CONNECTICUT
FINES & PENALTIES
Violations
Civil penalties up to $5,000
BREACH NOTIFICATION
Mandated Timeframe
Within 60 days
BREACH REPORTING
Breach notification to the Attorney General must be completed no later than consumer notifications. If a breach of security includes individuals’ Social Security numbers, the Organization must provide all affected individuals with at least 24 months of identity theft prevention or mitigation services at no cost to the individuals. The Organization will be responsible to complete any necessary regulatory reporting and consumer notification. Effective 10/1/2021, businesses may have affirmative defenses to certain causes of action arising out of a data breach by having a written cybersecurity program that conforms with an industry-recognized framework.
CONSUMER NOTIFICATION
Connecticut residents affected by a breach of security must be notified without delay, but no later than 60 days after the discovery of the breach. If a breach affects residents of other jurisdictions, those individuals must be notified based on the breach notification laws of the jurisdiction where they reside. Effective October 21, 2021, if additional affected residents are discovered after the 60-day notice deadline, those residents must be notified as soon as expediently possible.
FINES & PENALTIES
Organizations may be fined or penalized for willful violations of compliance failures resulting in penalties up to $500,000 per violation.
INDUSTRY SPECIFIC LAWS
Sector-specific laws (insurance, education, health) require entities to have policies, procedures, and security programs in place for the protection of personal information, with requirements such as employee training, vendor contracting, vendor management, and an individual’s right to access their personal information. Connecticut passed the Insurance Data Security Law, which includes requirements for insurance licensees to protect personal information and investigate and respond to data breaches of security.

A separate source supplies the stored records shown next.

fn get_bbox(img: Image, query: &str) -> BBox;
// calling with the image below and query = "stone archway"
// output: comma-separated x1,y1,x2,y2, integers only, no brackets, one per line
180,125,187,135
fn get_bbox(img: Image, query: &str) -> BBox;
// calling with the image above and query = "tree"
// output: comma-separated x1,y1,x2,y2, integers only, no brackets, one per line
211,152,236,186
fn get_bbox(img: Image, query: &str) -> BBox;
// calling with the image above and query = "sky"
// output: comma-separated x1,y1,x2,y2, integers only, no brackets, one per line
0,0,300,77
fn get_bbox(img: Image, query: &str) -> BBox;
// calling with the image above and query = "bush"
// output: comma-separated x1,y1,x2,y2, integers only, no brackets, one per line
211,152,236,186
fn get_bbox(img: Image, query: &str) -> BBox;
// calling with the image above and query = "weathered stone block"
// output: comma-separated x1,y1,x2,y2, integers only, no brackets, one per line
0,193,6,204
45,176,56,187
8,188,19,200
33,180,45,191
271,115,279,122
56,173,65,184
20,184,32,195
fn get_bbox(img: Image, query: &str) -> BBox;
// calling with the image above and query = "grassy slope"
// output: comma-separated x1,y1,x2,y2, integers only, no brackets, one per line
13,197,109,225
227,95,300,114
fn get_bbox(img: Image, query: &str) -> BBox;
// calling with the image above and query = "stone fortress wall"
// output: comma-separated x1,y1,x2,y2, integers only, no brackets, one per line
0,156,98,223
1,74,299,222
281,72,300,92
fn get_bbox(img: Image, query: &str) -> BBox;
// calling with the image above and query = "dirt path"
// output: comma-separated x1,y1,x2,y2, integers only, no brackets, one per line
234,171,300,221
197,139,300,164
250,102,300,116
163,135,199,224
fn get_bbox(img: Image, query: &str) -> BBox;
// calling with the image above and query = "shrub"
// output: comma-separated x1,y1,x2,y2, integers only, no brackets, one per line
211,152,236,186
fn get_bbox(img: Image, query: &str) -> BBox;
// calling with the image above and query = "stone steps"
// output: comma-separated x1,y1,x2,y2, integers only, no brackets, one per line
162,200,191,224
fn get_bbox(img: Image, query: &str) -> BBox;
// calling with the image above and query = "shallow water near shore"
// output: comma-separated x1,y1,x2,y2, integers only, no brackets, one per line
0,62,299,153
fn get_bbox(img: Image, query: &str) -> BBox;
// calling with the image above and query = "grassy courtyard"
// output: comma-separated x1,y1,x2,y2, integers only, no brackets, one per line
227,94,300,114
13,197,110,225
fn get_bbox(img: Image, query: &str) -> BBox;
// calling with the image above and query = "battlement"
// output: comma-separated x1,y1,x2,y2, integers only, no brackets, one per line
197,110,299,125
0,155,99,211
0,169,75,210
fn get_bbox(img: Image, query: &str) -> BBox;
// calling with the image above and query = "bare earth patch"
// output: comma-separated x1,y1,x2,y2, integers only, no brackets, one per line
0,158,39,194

Effective October 1, 2020 licensees must comply with the breach notification requirements, including Commissioner notification within 3 business days.
PRIVACY PROGRAM
Organizations can defend against civil liability from certain causes of actions arising out of a data breach by having a written cybersecurity program that conforms with an industry recognized framework. Organizations in possession of personal information must have measures in place to safeguard personal information, including measures for secure disposal. Heightened protection and handling requirements apply to the collection of Social Security numbers and military identification information, including an Organization’s obligation for a privacy protection policy.